I had made a comment on our drive across Virginia that I wished we had made time to stop into the A. Smith Bowman distillery. It’s owned by Sazerac and is the producer of both the Bowman line of bourbons and Virginia Gentleman. We were sitting down to a nice Valentine’s Day lunch of Popeye’s chicken when my wife proved to me, yet again, that she really is the best wife ever by announcing to me that she was taking me up to the distillery for a tour.

We had a good time talking with the tour guide. He kept describing the place as a “microdistillery,” but when questioned about it he admitted that it was part of Sazerac. We had a nice tasting and we bought some souvenirs to take home, a glass and some barrel char in a bag. No bourbon though. They had bourbon to buy, but it was only their standard release stuff. Back at the VABC in Richmond, I had noticed a bottle of a Bowman Special release and I really wanted that instead. 

Abraham Bowman Limited Edition Port Finished Bourbon

Purchase info: $69.99 at Richmond area VABC

Details: 50% ABV. Distilled March 30, 2001. Bottled August 17, 2013.

Nose: Cherries, a peppery tingle, tobacco and hints of sawn oak

Mouth: Sweet and spicy.
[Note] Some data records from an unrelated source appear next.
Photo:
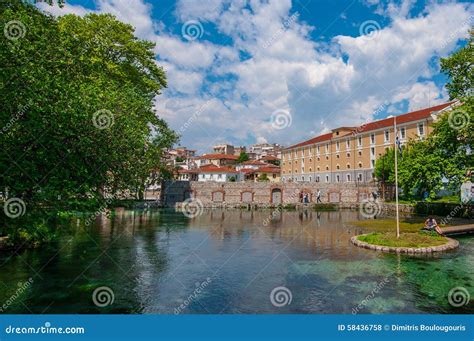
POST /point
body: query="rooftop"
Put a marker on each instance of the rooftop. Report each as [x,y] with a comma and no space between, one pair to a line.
[386,122]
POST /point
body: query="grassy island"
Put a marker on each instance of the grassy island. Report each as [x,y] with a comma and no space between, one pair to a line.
[407,239]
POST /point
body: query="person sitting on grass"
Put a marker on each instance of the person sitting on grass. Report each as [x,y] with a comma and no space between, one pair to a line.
[432,225]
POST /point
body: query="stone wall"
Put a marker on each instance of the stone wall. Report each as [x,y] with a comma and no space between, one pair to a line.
[233,194]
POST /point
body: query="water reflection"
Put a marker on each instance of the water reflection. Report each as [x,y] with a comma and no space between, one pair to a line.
[156,261]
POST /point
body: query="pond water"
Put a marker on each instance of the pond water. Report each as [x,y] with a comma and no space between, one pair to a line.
[160,261]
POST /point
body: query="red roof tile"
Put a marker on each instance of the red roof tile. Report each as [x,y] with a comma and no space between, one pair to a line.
[217,157]
[386,122]
[215,169]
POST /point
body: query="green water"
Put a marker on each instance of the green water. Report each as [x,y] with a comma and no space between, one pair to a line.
[162,262]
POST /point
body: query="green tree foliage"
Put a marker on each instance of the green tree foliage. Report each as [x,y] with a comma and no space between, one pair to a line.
[243,157]
[459,67]
[447,153]
[76,111]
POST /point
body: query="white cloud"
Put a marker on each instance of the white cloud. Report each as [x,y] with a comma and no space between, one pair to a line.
[322,85]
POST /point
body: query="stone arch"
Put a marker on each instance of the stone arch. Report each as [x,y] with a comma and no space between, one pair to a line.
[218,196]
[246,196]
[305,191]
[276,195]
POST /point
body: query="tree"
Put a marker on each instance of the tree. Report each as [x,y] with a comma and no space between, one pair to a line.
[76,116]
[242,157]
[459,69]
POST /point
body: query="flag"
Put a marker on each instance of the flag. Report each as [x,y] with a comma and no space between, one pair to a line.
[399,144]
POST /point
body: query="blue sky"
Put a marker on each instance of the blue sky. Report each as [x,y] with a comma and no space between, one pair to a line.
[248,71]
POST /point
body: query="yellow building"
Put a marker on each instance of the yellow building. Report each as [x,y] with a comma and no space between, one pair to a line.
[348,154]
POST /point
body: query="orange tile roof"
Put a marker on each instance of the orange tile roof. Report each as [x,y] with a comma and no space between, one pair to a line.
[215,169]
[268,170]
[217,157]
[386,122]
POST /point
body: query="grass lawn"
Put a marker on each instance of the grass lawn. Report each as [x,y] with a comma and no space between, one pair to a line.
[407,239]
[388,225]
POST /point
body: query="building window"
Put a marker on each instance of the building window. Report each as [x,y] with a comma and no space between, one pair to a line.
[403,133]
[421,129]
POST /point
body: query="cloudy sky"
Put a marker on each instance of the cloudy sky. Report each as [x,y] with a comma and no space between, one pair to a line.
[248,71]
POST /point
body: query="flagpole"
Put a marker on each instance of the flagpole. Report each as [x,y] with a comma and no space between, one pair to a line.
[396,173]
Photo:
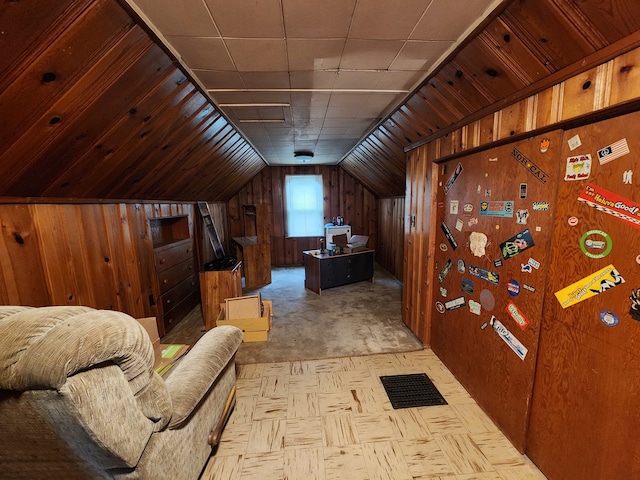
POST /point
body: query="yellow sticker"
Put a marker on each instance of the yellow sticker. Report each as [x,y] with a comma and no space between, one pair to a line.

Reminds me of my mother’s snickerdoodle cookies. Vanilla, cinnamon and cloves. Cherry preserves.

Finish: Warm and peppery with a smoke and fruitiness that just sort of hangs around.


Thoughts: This is my first Abraham Bowman limited release and based on this, I wouldn’t mind getting my hands on more. It is a very good whiskey. It’s a bit peppery at bottle strength but a splash of water brings out more brown sugar sweetness. 

On our way back to the hotel after the distillery visit we ran back to the VABC to pick up this bottle even though, round-trip, it was a half-hour out of the way. I really do have the best wife ever.